Coping with the anticipatory grief of losing a loved one is the tsunami of emotional roller coasters. Your heart gets flooded by feelings of anger, sadness, pain, confusion and a deep sense of helplessness that overtakes your soul. You force yourself to remain hopeful even when you know it’s a battle you’re not going to win and you fight until the end even when grief takes away every ounce of strength that you may have in you. It’s the hardest emotional pain a person would ever wish to endure.
The moment I found out my mom was terminally ill, it took me a while to process what that actually meant. A part of me didn’t want to come to terms with the reality of the situation, it’s almost as if by not accepting the reality, I could somehow change my mom’s fate. I was overwhelmed by grief and that felt wrong. It felt as if I’ve completely given up on my mom while she was still here. I honestly didn’t know how to feel, act or deal with the awful circumstances I was facing.
It took me some time to be more accepting of the situation. All I wanted more than anything was to make my mom better. I wanted to take her illness away and go back to us being happy, living life like we’d done up until this point. One thing was for sure, I could not change a thing… my mom’s fate was in motion and I didn’t have control of it. All I had control of was how I was going to decide to spend the time I had left with my mom.
It’s crazy how time changes its meaning when you realize it’s limited.

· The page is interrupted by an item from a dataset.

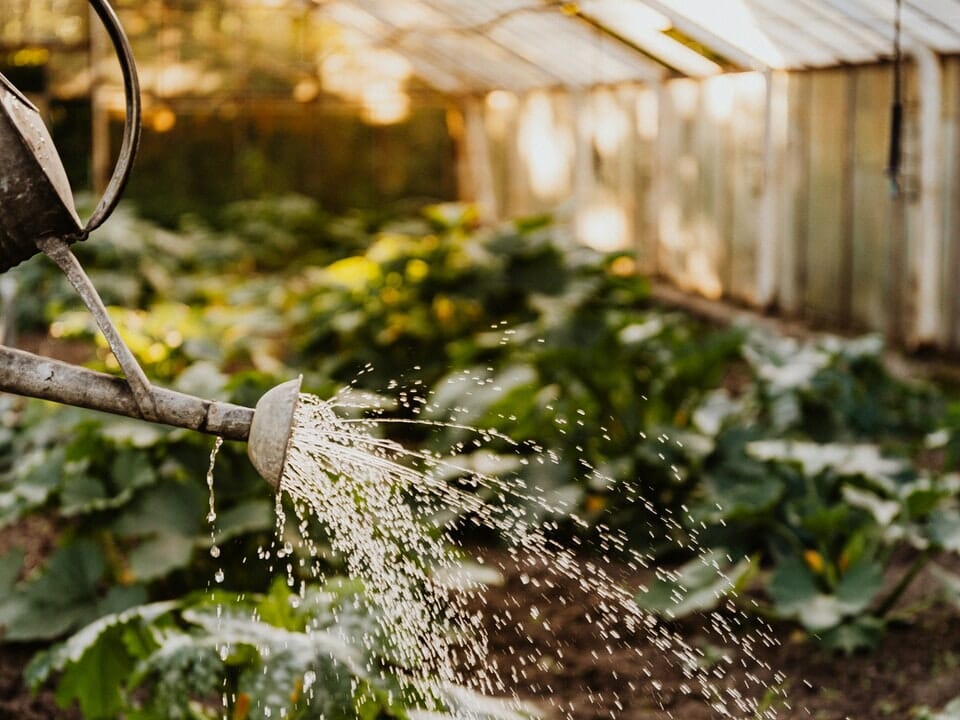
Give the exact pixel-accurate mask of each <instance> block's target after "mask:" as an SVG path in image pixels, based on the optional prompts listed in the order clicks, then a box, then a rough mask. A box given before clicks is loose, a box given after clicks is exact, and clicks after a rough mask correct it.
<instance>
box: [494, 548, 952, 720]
mask: <svg viewBox="0 0 960 720" xmlns="http://www.w3.org/2000/svg"><path fill="white" fill-rule="evenodd" d="M488 558H489V559H488V560H487V562H488V563H493V564H494V565H496V566H499V567H501V568H502V569H503V573H504V583H503V584H502V585H500V586H495V587H491V588H489V589H488V590H487V591H486V594H485V599H484V604H486V605H487V607H488V608H493V607H512V608H517V607H519V608H521V610H520V611H519V612H520V613H522V612H523V610H522V608H530V607H536V608H537V615H538V617H537V622H525V623H524V624H523V626H522V631H521V632H515V631H513V630H511V629H508V630H507V631H504V630H503V629H502V628H498V627H495V626H494V624H491V625H490V626H489V627H488V628H487V629H488V632H489V638H490V654H489V656H488V660H489V661H490V662H497V663H498V664H499V666H500V667H509V666H511V664H514V663H515V658H516V656H517V648H518V647H521V646H523V645H524V643H526V642H527V641H526V637H527V636H529V637H531V638H532V639H533V640H534V641H535V644H539V645H540V646H541V647H542V648H546V650H544V651H543V653H544V655H545V656H546V657H548V658H549V657H550V652H551V651H550V649H549V648H551V647H552V646H555V645H556V642H557V641H556V638H555V636H556V635H560V636H561V637H562V642H563V644H564V645H565V648H564V653H563V656H564V660H563V662H562V664H561V663H558V662H550V663H543V662H538V663H529V664H526V665H524V666H523V674H522V677H521V678H518V682H517V683H516V685H515V689H516V691H517V692H518V694H519V695H520V697H521V698H524V699H526V700H529V701H531V702H532V703H534V704H536V705H538V706H539V707H540V708H542V709H544V710H546V713H547V715H546V716H547V717H548V718H555V719H556V720H560V719H561V718H574V719H576V720H594V719H596V720H599V719H600V718H619V719H622V720H654V719H655V718H656V719H663V718H676V719H677V720H700V719H701V718H703V719H706V718H718V717H723V716H722V715H721V714H720V713H718V712H717V711H715V710H714V709H712V708H711V705H710V702H709V701H708V699H707V698H705V697H704V696H703V695H702V694H700V693H698V692H697V691H696V689H695V687H694V688H693V689H692V690H691V685H694V686H695V683H691V681H690V680H689V679H688V678H686V677H685V676H684V673H683V668H682V667H681V666H680V663H678V662H677V660H676V659H674V658H673V657H671V656H669V654H665V653H663V652H662V651H660V650H658V648H657V647H656V646H654V645H653V644H652V643H651V642H650V640H649V639H648V638H647V637H645V635H644V633H641V632H633V633H623V637H624V638H625V640H626V642H624V643H623V644H622V646H619V647H614V648H613V650H612V652H610V650H609V645H610V639H609V637H606V638H604V637H601V636H600V634H598V633H597V631H596V628H595V627H594V625H593V624H591V623H590V622H589V621H588V620H587V616H588V615H591V614H592V615H593V616H598V615H600V614H601V613H603V612H604V611H605V608H604V604H603V600H602V599H599V598H597V597H596V595H595V594H591V593H587V592H584V591H583V590H582V589H580V588H579V587H578V586H577V584H576V583H567V584H565V585H564V586H557V587H554V588H551V589H550V590H549V592H544V586H545V584H546V583H543V582H542V583H540V584H539V587H537V584H536V583H534V582H531V579H530V576H531V575H534V576H535V574H534V573H532V572H531V570H530V568H529V567H524V568H522V569H521V568H518V567H517V565H516V563H514V562H513V561H512V560H510V559H509V558H507V557H505V556H504V555H503V554H502V553H492V554H488ZM909 560H910V558H906V557H905V558H903V559H902V560H901V562H902V563H904V564H905V563H907V562H909ZM946 564H949V565H952V568H951V569H952V570H954V571H955V572H956V570H957V564H958V563H957V558H949V559H948V561H947V563H946ZM899 569H901V568H897V570H899ZM549 577H550V579H551V580H552V581H553V582H554V583H555V584H556V583H557V577H556V576H554V575H550V576H549ZM540 579H541V580H546V577H544V574H543V573H542V572H541V577H540ZM648 580H649V574H648V573H642V572H639V573H638V572H632V571H628V570H626V569H624V568H620V573H619V576H618V577H617V581H618V583H620V584H621V585H622V586H623V587H639V586H640V585H641V584H644V583H645V582H647V581H648ZM513 612H514V615H517V614H518V610H516V609H514V611H513ZM896 617H897V618H898V620H897V621H896V622H891V625H890V627H889V629H888V632H887V634H886V635H885V637H884V639H883V641H882V644H881V645H880V646H879V647H878V648H877V649H876V650H874V651H873V652H870V653H862V654H856V655H853V656H851V657H847V656H844V655H842V654H832V653H830V652H828V651H826V650H824V649H823V648H822V647H821V646H819V645H818V644H817V642H816V641H815V640H813V639H811V638H810V637H808V636H807V635H806V634H805V633H803V632H801V631H799V630H798V629H797V627H796V626H795V625H787V624H781V625H777V626H773V627H770V626H769V625H768V624H766V623H763V622H761V621H759V620H756V619H755V618H754V619H752V620H751V619H750V618H745V617H744V616H743V615H742V614H740V613H737V614H736V615H735V616H734V617H730V618H728V621H729V622H731V623H734V622H739V623H740V625H739V626H738V627H737V632H736V634H737V635H738V636H740V637H744V636H747V635H753V636H756V637H761V636H763V635H767V634H769V635H770V636H771V637H772V639H773V640H774V643H771V644H770V645H769V646H768V645H766V644H765V643H763V642H760V643H757V644H756V647H755V648H754V651H753V655H754V657H753V658H750V657H746V656H745V654H744V653H743V651H742V650H741V649H740V648H738V647H737V646H735V645H733V646H728V647H726V648H723V649H722V650H723V652H727V653H728V654H730V655H733V656H734V658H735V660H736V661H737V662H734V663H733V664H732V665H730V666H728V667H729V668H731V669H730V670H729V671H728V672H727V674H726V677H725V678H724V679H723V680H719V681H718V684H719V685H720V686H721V687H738V688H746V687H747V686H749V685H751V684H752V680H753V679H754V678H755V679H756V680H758V681H759V687H761V688H763V687H767V688H769V689H770V690H769V692H768V693H766V695H767V699H768V701H769V707H770V708H772V710H775V714H774V713H773V712H770V714H769V715H767V714H764V715H763V717H776V718H778V719H782V720H800V719H801V718H803V719H804V720H811V719H813V720H846V719H847V718H849V719H850V720H874V719H876V720H889V719H890V718H899V719H904V720H905V719H907V718H915V717H918V713H919V712H920V711H921V710H922V709H929V710H939V709H942V708H943V706H944V705H945V704H946V703H947V702H949V701H950V700H952V699H953V698H954V697H956V696H958V695H960V609H958V608H957V607H956V606H954V605H951V604H949V603H948V602H947V601H946V600H945V599H943V598H941V597H940V593H939V581H937V580H936V579H935V578H934V577H933V576H932V575H931V573H929V572H924V573H922V574H921V576H920V577H919V578H918V579H917V580H916V581H915V583H914V586H913V587H912V589H911V591H910V592H908V594H907V595H906V596H905V598H904V600H903V602H902V603H901V606H900V608H899V612H898V613H897V614H896ZM544 621H546V625H548V626H551V627H552V628H554V629H557V628H559V629H560V631H559V632H558V633H551V632H545V631H543V627H544ZM709 628H710V624H708V623H705V622H703V621H693V622H690V621H685V622H681V623H677V624H675V625H673V626H672V627H671V629H672V630H676V631H677V632H678V633H679V634H680V635H681V636H682V637H683V638H684V639H685V640H686V641H687V642H688V643H689V644H690V645H691V646H693V647H695V648H696V647H700V648H713V649H717V644H718V640H717V637H716V634H715V633H714V632H713V631H711V630H710V629H709ZM521 636H522V637H521ZM522 652H527V651H526V650H524V651H522ZM740 660H743V663H742V664H740V662H738V661H740ZM629 679H635V680H636V682H634V683H630V682H629ZM756 687H757V685H756V684H755V685H754V688H756ZM763 695H764V693H763V692H762V690H761V691H757V690H756V689H754V692H753V696H754V697H758V698H760V697H762V696H763ZM735 714H736V713H735ZM736 716H737V717H740V715H736Z"/></svg>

Every moment with my mom became a new beautiful memory that would stay imprinted in my mind forever. We chose to focus on things that made her happy. Anything that would make her reminisce the good times we had together and with loved ones.
Yes, you feel a great deal of sorrow and it’s hard to forget the underlying heartache, but having a sense of humor during this time had the power to somehow heal our aching hearts. Many times tears of sorrow turned into tears of laughter while going through the archive of family jokes we’ve recorded in our minds over time.
I made it a point to make sure she was surrounded by people who meant the world to her and that she was free to feel anything she wanted to feel. I felt helpless at first, really, because I had all this pain bottled up in my chest but at the same time I imagined what my mom was also going through, so I needed to be selfless for her while still trying to deal with my own emotions. I had to be there for her with an open mind and an open heart.
Seeing my mom laugh during her last days is the one thing I think about when I think about her now that she’s gone. I was able to bring her joy even in her last days and that somehow makes me feel like I dealt with it in the best possible way.
Our love served us during this period of grief by giving us the strength to make it meaningful. It was not easy, not in the least. Having to walk away from my mom’s room once she was gone was the hardest thing I ever had to do, but she’ll forever live in my heart.
I’m not happy that she’s gone, but I’m happy that I was able to share with her until the end. She had the quality of life up until her last breath. I could not have had the chance to get some closure, so as hard as it was, at least I had a chance to say goodbye.